夫に誘われて、『ティファニーで朝食を』を観てきた。

特に素晴らしい傑作映画を選定委員が選び、全国の映画館で1年間にわたって連続上映する「午前十時の映画祭」という企画があるそうだ。

必ずしも、十時から始まるのではなく、映画館や作品によって、午前中に上映が開始されるらしく、今回は、大阪駅のステーションシネマで、11時25分からの開始だ。

私は初めてだけど、夫はこれまでにも何度か一人で観に行っているようで、朝10時からの時もあったとのこと。

 

GWのJR環状線や、大阪駅の混雑はすごかったけれど、座席はネットで確保済なので、安心。映画館に向かう途中の、ステーションシティの屋上広場や庭園の木々やグリーンが心地よい。

 

 

 

新作映画ではないので、スクリーンは小さめで定員も少ないが、ほぼ満席だ。

夫婦や、女性同士の観客が多い中、ひとりで来ている男性もいる。さすがに、小さな子どもはいない。

 

映画のオープニングシーンがとってもよかった。

明け方の、まだ目覚める前のニューヨーク五番街に、すべりこんでくる黄色いタクシーが、ティファニーの前で停まる。

 

降り立つのは、まっすぐに背筋を伸ばし、ドレスアップしたオードリー。

祈りを捧げるように胸の前で合わせた手をほどき、おもむろに袋から取り出したパンにかじりつき、テイクアウトのホットコーヒーに口をつける。

 

流れている「ムーンリバー」の旋律がもの悲しく、狂おしくて……、折れそうな首筋と、小さな肩、きゃしゃな後ろ姿が小さくなってゆく。冒頭だけで、良質の映画が始まるという期待と満足感。

 

ネタバレになるので、あまり書けないけれど、オードリーが弾き語りで歌う「ムーンリバー」が、とてもよかった。最初から最後まで、表情がとにかくよかったし、ファッションが素晴らしかったし、スタイルがよくて、目が釘付けになった。

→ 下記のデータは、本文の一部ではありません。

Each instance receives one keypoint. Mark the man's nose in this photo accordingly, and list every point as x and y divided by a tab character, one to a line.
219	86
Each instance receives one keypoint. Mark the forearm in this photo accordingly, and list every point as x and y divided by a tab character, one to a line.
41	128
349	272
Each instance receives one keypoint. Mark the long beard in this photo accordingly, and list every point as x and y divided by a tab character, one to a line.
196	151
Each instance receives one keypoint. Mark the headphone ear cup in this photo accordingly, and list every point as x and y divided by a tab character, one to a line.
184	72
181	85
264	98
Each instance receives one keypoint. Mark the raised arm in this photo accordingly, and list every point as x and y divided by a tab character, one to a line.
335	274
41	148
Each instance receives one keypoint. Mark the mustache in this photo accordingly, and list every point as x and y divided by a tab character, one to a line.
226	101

長い映画で、もう終わるのだろうと思ったら、何度もどんでん返しがあり、信じられないような出来事があり、魅力的なシーンがあり、印象的なシーンの連続だった。

夫も私も生まれる前、1961年の作品だとは思えないくらいだ。

 

この映画でも、名前が象徴的に使われていると感じた。

ほんとうの名前を隠して、偽名を使っていたり、ほんとうの名前で呼ばれていなかったり。猫には名前がつけられていなかったり。

 

心に強く残ったのは、映画の中で、オードリーヘップバーンが、婚約を破棄されているのに、ブラジルへ「行く」と言ったとき。

はっとした。強く魅かれた。

何にも縛られないこと。何が起こるかわからない未来を、ワクワクして楽しむこと。

(彼女なら行くかも)って思った。

 

でも、その強さは、不安の裏返しでもある。ポールの言葉で、彼女はブラジルへは行かず、本当に大切なものは何かに気づいて、2人が結ばれるところで、映画は終わる。

 

ところが、小説では、彼女は、ポールの前から姿を消して、どこかに行ってしまい、その後、アルゼンチンのブエノスアイレスから手紙が届くのだという。

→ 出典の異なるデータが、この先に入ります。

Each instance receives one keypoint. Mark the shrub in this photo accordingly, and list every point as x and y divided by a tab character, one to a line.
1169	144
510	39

その後、彼女がどうなるのかは、小説でも、映画でも、書かれていない。

自由か、愛か、みたいなことが、映画の中のセリフでも語られていた。

村上春樹氏の新訳があるらしいので、読んでみたくなった。

 

名前と言えば、この映画に登場する日本人らしき人物が、「ユニオシ」と呼ばれていて、そんな苗字も、下の名前も、日本にはないと感じて、気になった。

 

映画を観たあと、夫と話したことはいっぱいあるのだけど、最後に、ぶったまげたことを一つ。

 

オードリーの相手役が、最初は売れない作家で、しだいに売れ始めていく様子が描かれていたからなのか、帰りの電車の中で、夫がいきなり、「俺、小説書いてるねん」告白。

 

漫画作品を元にした二次的著作物というジャンルで、ハマっている漫画を元に、別の視点から書いているらしく、とっても楽しそう。

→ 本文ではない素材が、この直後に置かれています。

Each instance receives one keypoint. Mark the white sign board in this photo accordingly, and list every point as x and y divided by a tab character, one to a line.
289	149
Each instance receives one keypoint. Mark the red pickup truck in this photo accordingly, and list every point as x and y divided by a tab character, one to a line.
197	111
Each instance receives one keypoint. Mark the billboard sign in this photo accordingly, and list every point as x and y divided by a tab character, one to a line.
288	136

今年の1月から書きはじめていて、もう、43話ほど書いているというので、驚く。

本当に楽しく、いくらでも書けるのだと思う。

 

(よきことなり)

 

小説サイトとは別に、その原作漫画の「考察」をつぶやくツイッターのフォロワー数も、どんどん増えているというので、びっくり。

 

(いつのまに!)

 

そういえば、私に、「小説を書くサイトがいろいろあるけど、興味はないのか」とか、「小説を書かないのか」とか、しつこく言っていたのは、自分が書いているからだったのか(笑)

気づいてあげられなくて、ごめん!

 

私は、老眼が進んでから、フキダシの字が小さい漫画全般を読むのがつらいので、二次著作物を書きたくなるほど、夫がハマっている原作漫画を読む気力が全く湧いてこないけど、楽しく書けるのは、すごくいい。

しかも、書くスピードが早そうなので、心の底からうらやましい。そのスピード分けてほしい。

 

ともあれ、夫婦で文筆にいそしめるとは、なんとよきこと。

私も、自分が好きなことを、たくさん書こうと思う。

 

夕方には、東京にいる息子が帰省するので、デパ地下で柏餅を買う。

明日は、みんなで義父母宅に行くので、そのお土産も。